Justice of the High Court Division of Bangladesh

Personal details
- Profession: Judge

= Md Abu Tariq =

Bangladeshi judge

Md Abu Tariq is a retired justice of the High Court Division of the Bangladesh Supreme Court.

==Career==
Abu Tariq served in the Bangladesh Liberation War in 1971.

In June 2008, Justice ABM Khairul Haque and Abu Tariq held hearings on suo moto contempt rule against Ekramul Huq and other journalists after a magazine published a report on a High Court judge whitening black money. Khairul Haque and Abu Tariq declared Contempt of Court Ordinance, 2008 illegal due to provision allowing "constructive criticism" of judgement.

In July 2008, Abu Tariq was one of 19 judges who filed an appeal against a High Court verdict reinstating 10 judges of the High Court Division whose appointment was not confirmed by the Bangladesh Nationalist Party.
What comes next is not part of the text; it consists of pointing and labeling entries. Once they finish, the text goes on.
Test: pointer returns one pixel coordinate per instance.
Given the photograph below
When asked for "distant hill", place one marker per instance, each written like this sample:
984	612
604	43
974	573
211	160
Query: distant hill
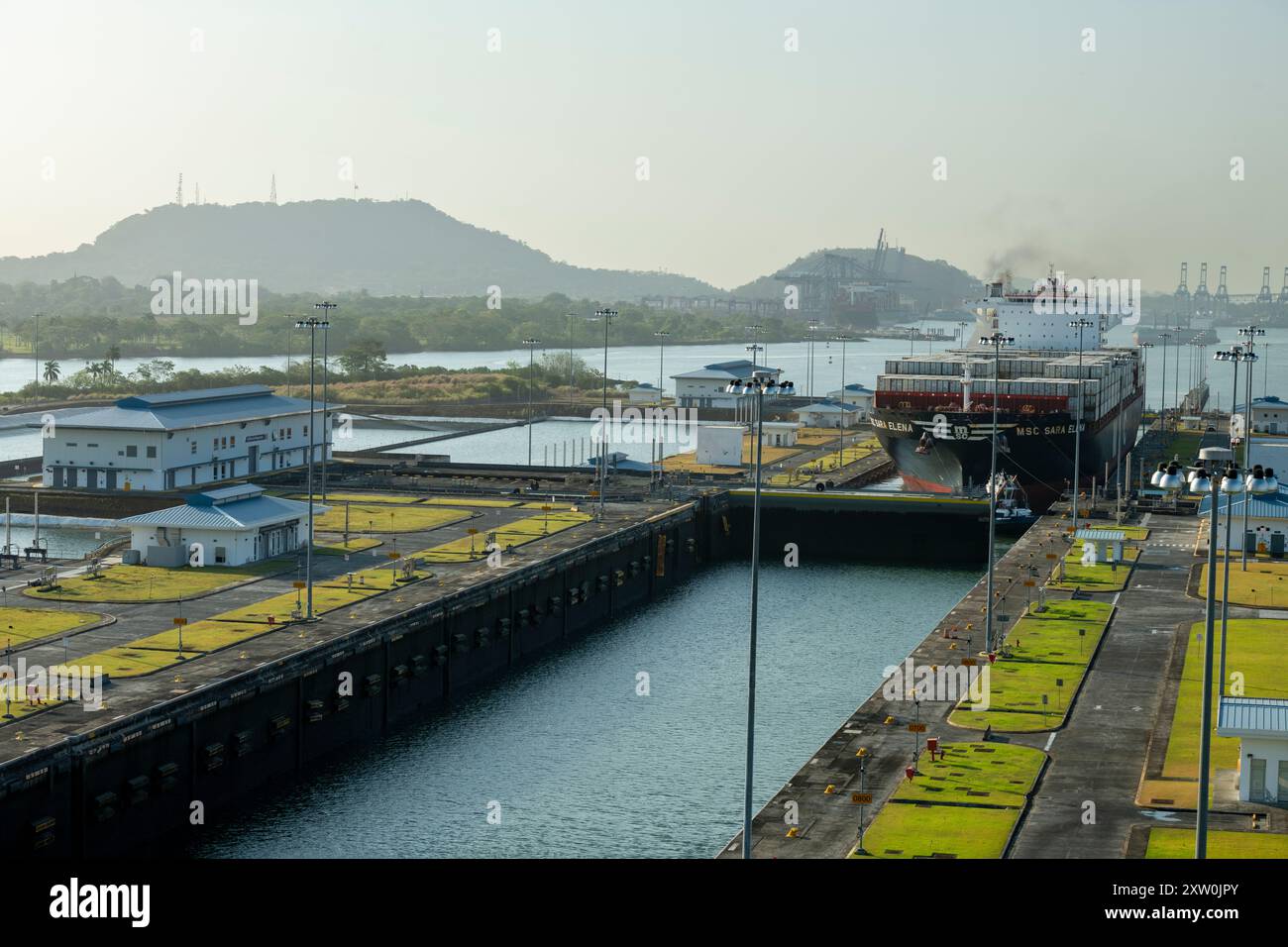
385	248
932	283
The ten judges were appointed by an Awami League government while 18 out of the 19 judges were appointed by a Bangladesh Nationalist Party government.

In March 2010, Abu Tariq and Justice Muhammad Imman Ali declared it illegal to try people under a repealed law following a convict who had been sentenced to death under Women and Child Repression Act, 1995 which was replaced by the Women and Child Abuse Suppression Act, 2000.

Abu Tariq was a trustee board member of The University of Comilla (UNIC).